Immune cell infiltration and its correlation with the hub gene

Single sample GSEA analysis(ssGSEA) quantified immune infiltration from different angles, is a special type of GSEA analysis [27]. To further investigate the differences in BM immune cell infiltration among CD patients, the ssGSEA algorithm was used to evaluate the relationship between the two, and heatmap and correlation map of immune cells and functions infiltration were drawn. It can be found that most immune cells and functions were positively correlated, and the correlation coefficient is > 0.80 (Fig. 6A–C). Next, the distribution of immune cells and function is shown. In CD, neutrophils were significantly higher than normal (p < 0.05), and there were more changes in immune functions (Fig. 6D).Also in the UC group and the CD/UC group, we performed analyses (Fig. 6E and Additional file 1: Fig. S4A–D). Six hub BM genes were tested for the correlation between immune cells and functions, among which ADAMTS3 was associated with a variety of immune cells and functions (Fig. 6F). We performed the same analysis in the UC group and the CD/UC group (Additional file 1: Fig. S4E). These results provide further evidence that these immune cells play a crucial role in the progression of IBD.

Fig. 6
figure 6

Immune cells and functions correlation analysis. A In the CD group, the heatmap shows the distribution of immune cells and functions within the group by ssGSEA analysis. B, C Correlation between immune cells and functions within the group was shown by ssGSEA analysis. D, E The levels of immune cells and functions within each group were shown by ssGSEA analysis in the CD and UC groups, respectively. F The relationship between six central hub BM genes and immune cells and functional infiltration in the CD group by ssGSEA analysis (*p < 0.05; *p < 0.05; *p < 0.05, with an unpaired Student’s t test)

Validation of hub immune-related BM genes in CD and UC

The IBD dataset GSE179285 of the GEO database was used to validate the model screening results. The expression levels of the central genes in each group were verified by box plots. We can see that the expression differences of all predicted genes are consistent with the validation group, indicating the accuracy and validity of the model predictions. However, ADAMTS3 and ADAMTS6 in the CD group and ADAMTS3 in the UC group were not statistically significant. There were a few discrepancies in the results of the dataset validation, which may have been caused by the variability of batches and individuals from different sample sources is a slight effect, but had no effect on the study overall (Fig. 7A–D).

Fig. 7
figure 7

Validation of hub BM genes. A, B In the CD group, boxplots and ROCs verify the expression of hub BM genes. C, D In the UC group, boxplots and ROCs verify the expression of hub BM genes (*p < 0.05; *p < 0.05; *p < 0.05, with an unpaired Student’s t test)
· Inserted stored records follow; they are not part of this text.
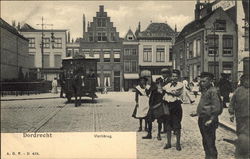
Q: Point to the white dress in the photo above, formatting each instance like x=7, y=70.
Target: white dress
x=143, y=102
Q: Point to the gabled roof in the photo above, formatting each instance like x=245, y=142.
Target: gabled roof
x=157, y=31
x=195, y=25
x=5, y=25
x=130, y=32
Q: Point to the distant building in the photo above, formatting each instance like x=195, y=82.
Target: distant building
x=240, y=11
x=155, y=48
x=72, y=47
x=130, y=56
x=102, y=41
x=53, y=52
x=14, y=53
x=209, y=43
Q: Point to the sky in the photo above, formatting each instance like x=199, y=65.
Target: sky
x=124, y=14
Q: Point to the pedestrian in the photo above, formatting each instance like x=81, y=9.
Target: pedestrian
x=186, y=89
x=166, y=74
x=225, y=88
x=208, y=110
x=173, y=92
x=239, y=107
x=54, y=86
x=155, y=100
x=142, y=101
x=195, y=87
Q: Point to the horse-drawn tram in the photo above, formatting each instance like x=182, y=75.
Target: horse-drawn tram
x=78, y=78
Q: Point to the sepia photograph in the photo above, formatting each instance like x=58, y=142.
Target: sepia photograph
x=117, y=79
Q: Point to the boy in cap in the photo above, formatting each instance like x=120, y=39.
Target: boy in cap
x=173, y=92
x=239, y=107
x=208, y=109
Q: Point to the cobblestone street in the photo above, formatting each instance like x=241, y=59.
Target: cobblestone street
x=110, y=112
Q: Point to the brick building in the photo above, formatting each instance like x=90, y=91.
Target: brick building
x=130, y=57
x=14, y=53
x=155, y=47
x=102, y=41
x=207, y=44
x=53, y=52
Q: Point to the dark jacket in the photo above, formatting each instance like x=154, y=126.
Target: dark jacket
x=239, y=104
x=209, y=105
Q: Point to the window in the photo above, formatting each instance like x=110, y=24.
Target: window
x=46, y=61
x=101, y=22
x=32, y=60
x=101, y=37
x=134, y=66
x=198, y=48
x=117, y=57
x=31, y=42
x=160, y=54
x=227, y=68
x=227, y=45
x=212, y=66
x=126, y=66
x=106, y=57
x=58, y=43
x=126, y=52
x=97, y=56
x=46, y=42
x=170, y=54
x=91, y=37
x=107, y=81
x=213, y=44
x=220, y=25
x=112, y=36
x=133, y=51
x=117, y=73
x=69, y=53
x=58, y=61
x=190, y=50
x=147, y=54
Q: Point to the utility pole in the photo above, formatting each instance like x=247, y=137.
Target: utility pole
x=42, y=45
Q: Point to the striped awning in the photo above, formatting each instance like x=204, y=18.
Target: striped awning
x=131, y=76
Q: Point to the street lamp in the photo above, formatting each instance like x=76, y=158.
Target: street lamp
x=42, y=45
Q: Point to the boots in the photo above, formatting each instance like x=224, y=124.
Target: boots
x=149, y=136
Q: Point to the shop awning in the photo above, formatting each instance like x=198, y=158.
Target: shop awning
x=131, y=76
x=154, y=77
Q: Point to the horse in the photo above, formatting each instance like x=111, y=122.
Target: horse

Prediction of related drugs and miRNAs

We used the immune infiltration-related hub genes to predict related drugs and miRNAs through the online Enrichr database. It is a comprehensive online tool for gene enrichment analysis, containing a large library of genome annotations available for analysis and download, such as Transcription, Pathways, Ontologies, Diseases/Drugs and Cell types [28]. We entered the six important genes screened for drug correlation prediction, calculated the corresponding p values (p < 0.05), and performed reverse order to select the top 10 hub drugs for presentation (Table 2). Overlap represents how many genes are predicted to point to this drug, and higher values suggest better prediction for the disease. In the CD and UC groups, we obtained the most sensitive drugs were retinoic acid and arbutin, respectively. miRNA prediction data (p < 0.05) were also extracted, the genes associated with them were connected, and their regulatory forms were visualized by Cytoscape software. The red color indicated the names of hub BM genes (Fig. 8A, B). It will provide guidance and reference significance for disease treatment and in-depth research.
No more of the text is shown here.